The paper of Ducros "Cohomologie non-ramifiée sur une courbe p-adique lisse" mentions a theorem (1.21) about the existence of a "polyhedron of variation" of an invertible function on a Berkovich curve. Here is the statement:

Let $Y$ be an analytic curve over a non-Archimedean non-trivially valued field $k$, and let $f$ be an invertible analytic function on $Y$. Then there exists a polyhedron $P$ in $Y^{an}$ such that $|f|$ is constant on each connected component of the complement $Y \setminus P$.

(here, "polyhedron" is 1-dimensional and is understood as a realization of a graph as a topological space)

My question is: is it true that $P$ has finitely many vertices, i.e. points that do not have a neighbourhood homeomorphic to an interval $(a,b) \subset \mathbb{R}$? If this is not to be expected in general, is it true if one assumes $Y$ to be a subspace of a smooth projective curve $X$ over $k$ and $f$ to be the restriction of a rational function on $X$ to $Y$?

  • $\begingroup$ it is worth making a remark that it follows from the proof in Ducros' paper that the number of vertices is finite if $Y$ is compact, so my question is mainly about non-compact case $\endgroup$ – Dima Sustretov Nov 24 '17 at 17:05
  • $\begingroup$ "compact" in the comment above refers to the analytification $Y^{an}$ of $Y$ $\endgroup$ – Dima Sustretov Nov 24 '17 at 17:29

It is not true in general that $P$ is finite. To see this, take an open disk $D$ and a non-zero function $f$ on it with infinitely many zeroes. In this case, your polyhedron of variation is infinite: it is a tree where all those zeroes are leaves. If you insist on having an invertible function, just remove the zero locus of $f$ from $D$.

With the additional assumptions you make, the result is true. Let us assume that $Y$ is the analytification of a smooth projective curve and $f$ is a non-constant rational function on it. Remark that we may extend the scalars so as to assume that $k$ is algebraically closed. (The image of a finite polyhedron will still be a finite polyhedron.) The function $f$ has only finitely many zeroes and poles. Each such point $x$ has a neighborhood $D_x$ in $Y$ that is isomorphic to an open disk (because $Y$ is smooth and $k$ algebraically closed). Removing all the $D_x$'s from $Y$, you find a compact curve to which Ducros's result applies. It remains to show that the polyhedron of variation in each $D_x$ is finite. Since $D_x$ is a disk, this is quite clear. (In fact, if you assume that $D_x$ contains no zero or pole other than $x$ itself, then this polyhedron is just going to be a segment joining $x$ to the boundary of $D_x$.)

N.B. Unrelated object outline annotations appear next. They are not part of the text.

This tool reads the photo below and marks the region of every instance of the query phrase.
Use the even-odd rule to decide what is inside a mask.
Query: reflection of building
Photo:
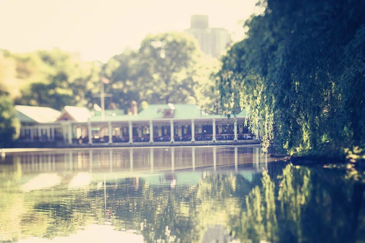
[[[209,143],[255,138],[245,125],[244,111],[227,119],[208,115],[194,104],[152,104],[135,115],[107,110],[104,121],[100,113],[84,107],[65,106],[59,112],[17,105],[16,109],[21,124],[19,143]]]
[[[231,42],[227,30],[209,28],[206,15],[192,16],[190,28],[185,32],[194,35],[203,52],[215,57],[219,57]]]

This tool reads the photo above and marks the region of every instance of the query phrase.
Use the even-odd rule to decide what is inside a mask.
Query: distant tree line
[[[215,113],[221,110],[211,74],[218,64],[203,54],[193,37],[178,33],[149,35],[138,50],[126,50],[106,64],[82,61],[77,54],[58,49],[20,54],[0,49],[1,96],[10,101],[1,104],[9,109],[13,103],[59,110],[65,105],[91,109],[100,104],[97,96],[105,77],[110,80],[105,92],[111,94],[106,98],[108,108],[127,112],[132,101],[140,108],[179,103],[196,104]],[[4,140],[16,137],[16,130]]]
[[[365,1],[260,0],[216,74],[222,105],[290,154],[365,143]]]

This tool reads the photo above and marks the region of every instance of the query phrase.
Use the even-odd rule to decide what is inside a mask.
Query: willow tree
[[[216,75],[226,111],[249,107],[264,149],[274,134],[291,154],[364,146],[365,3],[258,4],[265,11],[246,22],[247,37]]]

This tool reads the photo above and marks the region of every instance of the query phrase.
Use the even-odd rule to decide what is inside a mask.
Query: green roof
[[[171,109],[173,108],[174,109]],[[149,104],[137,116],[139,120],[163,119],[165,109],[173,109],[175,119],[196,119],[203,117],[201,110],[196,104]]]
[[[61,112],[48,107],[15,105],[20,122],[52,123],[56,121]]]

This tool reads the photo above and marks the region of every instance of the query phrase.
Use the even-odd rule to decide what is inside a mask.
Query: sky
[[[0,0],[0,49],[15,52],[59,48],[86,61],[107,61],[137,49],[149,34],[183,31],[190,16],[208,15],[234,41],[257,0]]]

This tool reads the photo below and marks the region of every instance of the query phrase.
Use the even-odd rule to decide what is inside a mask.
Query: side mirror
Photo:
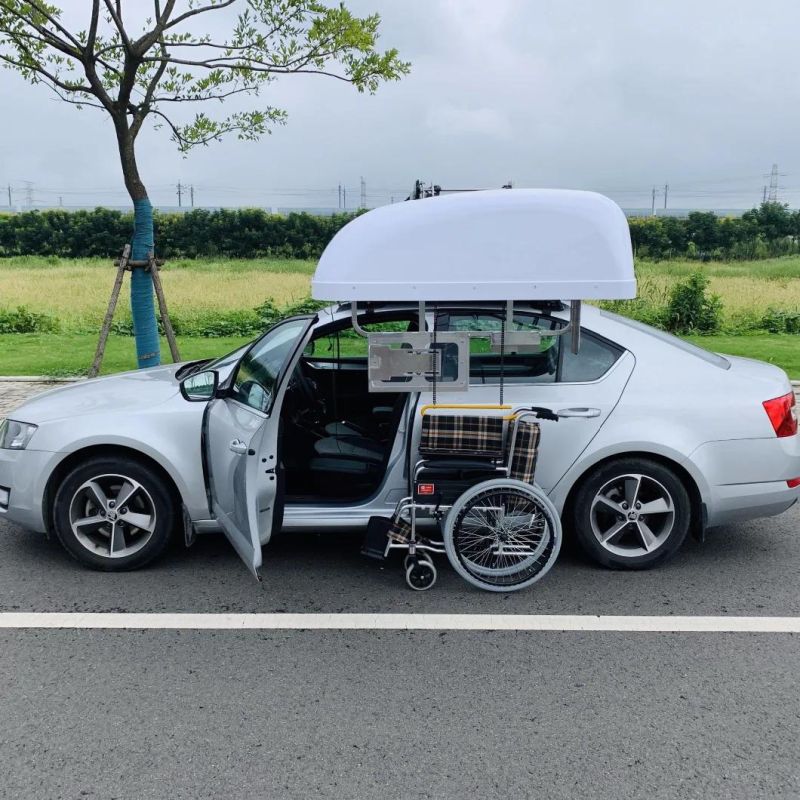
[[[202,403],[216,395],[218,386],[219,375],[215,370],[198,372],[181,381],[181,394],[190,403]]]

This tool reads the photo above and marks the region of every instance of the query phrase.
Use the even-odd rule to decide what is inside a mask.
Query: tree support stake
[[[167,299],[164,296],[164,287],[161,285],[160,268],[163,266],[164,260],[155,258],[152,252],[147,261],[132,261],[130,256],[131,246],[126,244],[122,251],[122,256],[114,261],[114,265],[117,268],[117,276],[114,279],[114,286],[111,289],[111,297],[108,301],[105,317],[103,317],[103,325],[100,328],[100,339],[97,342],[97,349],[95,350],[92,366],[89,368],[89,378],[96,378],[100,372],[125,273],[132,272],[134,269],[147,270],[153,276],[153,289],[155,290],[156,299],[158,300],[158,310],[161,315],[161,323],[164,326],[164,335],[167,337],[167,342],[169,343],[169,352],[172,356],[173,363],[177,364],[181,360],[180,353],[178,352],[178,342],[175,339],[175,330],[172,327],[172,320],[170,320],[169,311],[167,310]]]

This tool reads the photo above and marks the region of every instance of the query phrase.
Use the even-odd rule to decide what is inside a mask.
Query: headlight
[[[24,450],[36,433],[36,427],[29,422],[0,419],[0,450]]]

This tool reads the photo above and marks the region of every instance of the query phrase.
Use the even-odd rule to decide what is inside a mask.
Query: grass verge
[[[235,350],[247,337],[218,339],[178,337],[181,358],[191,361],[213,358]],[[81,333],[12,333],[0,335],[0,375],[85,375],[94,358],[97,335]],[[169,346],[161,342],[162,357]],[[102,374],[136,369],[136,351],[129,336],[110,336]]]

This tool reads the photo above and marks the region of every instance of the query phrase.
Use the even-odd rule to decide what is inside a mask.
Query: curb
[[[76,383],[88,380],[85,376],[74,378],[51,378],[48,375],[0,375],[0,383]]]

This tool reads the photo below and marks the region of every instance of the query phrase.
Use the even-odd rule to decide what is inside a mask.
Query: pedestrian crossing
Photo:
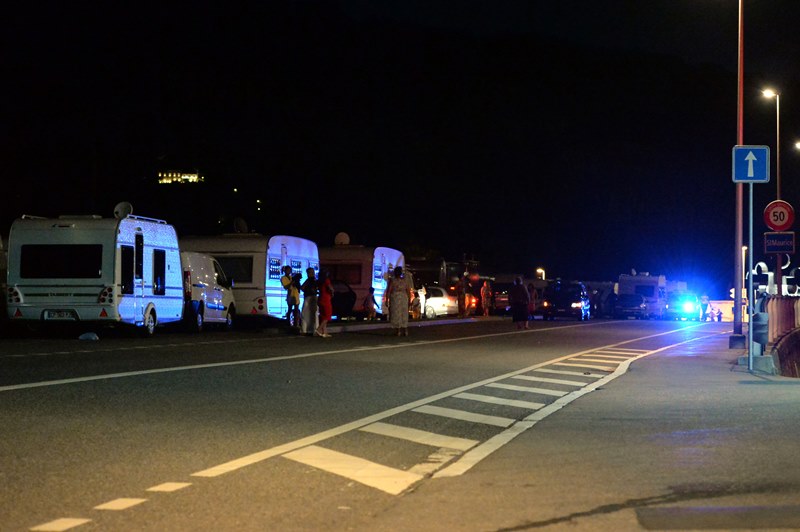
[[[426,427],[382,419],[358,428],[360,434],[390,438],[431,448],[425,461],[402,468],[326,448],[317,442],[282,456],[390,495],[400,495],[429,477],[455,476],[531,428],[537,421],[627,370],[632,360],[649,354],[641,349],[602,348],[558,359],[520,374],[483,381],[475,388],[439,394],[410,410]],[[453,399],[461,405],[454,406]],[[488,413],[486,408],[496,409]],[[511,415],[511,414],[514,415]],[[395,416],[400,419],[400,413]],[[408,423],[408,418],[403,418]],[[480,426],[488,436],[453,435],[453,426]],[[492,433],[492,431],[494,431]],[[465,429],[466,432],[466,429]],[[387,459],[388,460],[388,459]]]

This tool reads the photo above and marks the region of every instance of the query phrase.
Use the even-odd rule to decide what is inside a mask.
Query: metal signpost
[[[753,183],[769,183],[769,146],[733,147],[733,182],[750,184],[750,220],[747,254],[747,369],[753,371]]]

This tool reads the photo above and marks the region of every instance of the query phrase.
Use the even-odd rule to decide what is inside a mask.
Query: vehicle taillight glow
[[[114,288],[111,286],[106,286],[100,291],[100,294],[97,296],[97,302],[101,305],[111,304],[114,302]]]

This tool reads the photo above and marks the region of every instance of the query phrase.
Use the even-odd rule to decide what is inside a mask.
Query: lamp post
[[[781,95],[772,89],[761,91],[765,98],[775,98],[775,199],[781,199]],[[783,254],[775,255],[775,284],[778,295],[783,295]]]

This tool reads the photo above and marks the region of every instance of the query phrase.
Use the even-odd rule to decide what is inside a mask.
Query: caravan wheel
[[[156,311],[151,310],[144,316],[144,335],[146,338],[150,338],[156,332]]]

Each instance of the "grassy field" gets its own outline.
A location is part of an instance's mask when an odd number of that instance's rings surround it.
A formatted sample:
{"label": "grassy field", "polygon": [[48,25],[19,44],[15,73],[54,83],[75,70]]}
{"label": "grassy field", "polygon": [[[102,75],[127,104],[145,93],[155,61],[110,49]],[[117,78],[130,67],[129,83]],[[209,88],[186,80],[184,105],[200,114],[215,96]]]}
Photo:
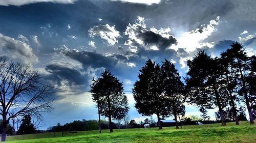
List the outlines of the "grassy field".
{"label": "grassy field", "polygon": [[185,126],[157,128],[114,130],[114,133],[103,130],[81,131],[61,137],[61,133],[8,136],[7,142],[256,142],[256,125],[248,122],[228,123],[225,127],[220,124]]}

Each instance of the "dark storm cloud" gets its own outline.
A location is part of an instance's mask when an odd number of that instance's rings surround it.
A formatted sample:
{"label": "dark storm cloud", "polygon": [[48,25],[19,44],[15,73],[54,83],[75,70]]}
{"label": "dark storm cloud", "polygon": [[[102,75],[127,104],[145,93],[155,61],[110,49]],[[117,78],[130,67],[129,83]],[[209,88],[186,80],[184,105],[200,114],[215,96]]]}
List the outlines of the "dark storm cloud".
{"label": "dark storm cloud", "polygon": [[51,64],[47,66],[45,69],[51,74],[45,75],[44,78],[56,82],[59,86],[61,85],[61,82],[64,80],[67,81],[70,86],[88,84],[88,75],[82,75],[80,71],[74,68]]}
{"label": "dark storm cloud", "polygon": [[22,41],[5,36],[0,33],[1,55],[5,55],[12,60],[22,63],[38,62],[38,58],[33,52],[33,49],[27,43],[27,39],[19,35]]}
{"label": "dark storm cloud", "polygon": [[247,45],[249,45],[250,44],[251,44],[251,43],[253,43],[253,42],[255,41],[256,41],[256,37],[254,37],[254,38],[251,38],[251,39],[249,39],[248,40],[247,40],[244,44],[244,45],[245,46],[247,46]]}
{"label": "dark storm cloud", "polygon": [[113,69],[118,62],[117,60],[112,57],[89,51],[68,50],[62,52],[66,56],[82,63],[85,67]]}
{"label": "dark storm cloud", "polygon": [[139,34],[138,37],[141,37],[145,45],[156,45],[160,49],[165,49],[172,44],[177,43],[176,39],[172,36],[167,38],[151,31],[141,33]]}

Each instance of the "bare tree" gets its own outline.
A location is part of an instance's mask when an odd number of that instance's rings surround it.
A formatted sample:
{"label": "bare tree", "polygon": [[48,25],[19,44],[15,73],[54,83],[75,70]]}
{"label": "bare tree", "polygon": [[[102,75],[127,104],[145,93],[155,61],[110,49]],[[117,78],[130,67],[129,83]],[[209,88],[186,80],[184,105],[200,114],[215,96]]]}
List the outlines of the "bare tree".
{"label": "bare tree", "polygon": [[0,115],[3,118],[1,141],[6,138],[6,128],[11,119],[30,113],[40,116],[51,111],[53,99],[48,85],[38,81],[39,74],[30,65],[10,62],[0,58]]}
{"label": "bare tree", "polygon": [[131,121],[131,118],[130,118],[130,116],[128,115],[125,116],[123,118],[123,123],[124,123],[124,126],[125,126],[126,128],[127,128],[128,124],[129,124],[130,121]]}

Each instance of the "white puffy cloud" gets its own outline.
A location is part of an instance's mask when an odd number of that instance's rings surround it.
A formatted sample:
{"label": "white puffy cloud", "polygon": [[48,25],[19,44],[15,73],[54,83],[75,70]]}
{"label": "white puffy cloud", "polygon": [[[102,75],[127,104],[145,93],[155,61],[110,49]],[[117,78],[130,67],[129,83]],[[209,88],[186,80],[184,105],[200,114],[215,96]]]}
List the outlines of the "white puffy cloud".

Alternatively, you could also prove the result directly using the semistable reduction theorem in the form of the existence of a skeleton of $Y$: there exists a finite polyhedron $P_Y$ in $Y$ whose complement is a disjoint union of open disks (if $k$ is algebraically closed). And then you are back to the case of an open disk again. Note also that $|f|$ is constant on a disk where $f$ has neither zeroes nor poles.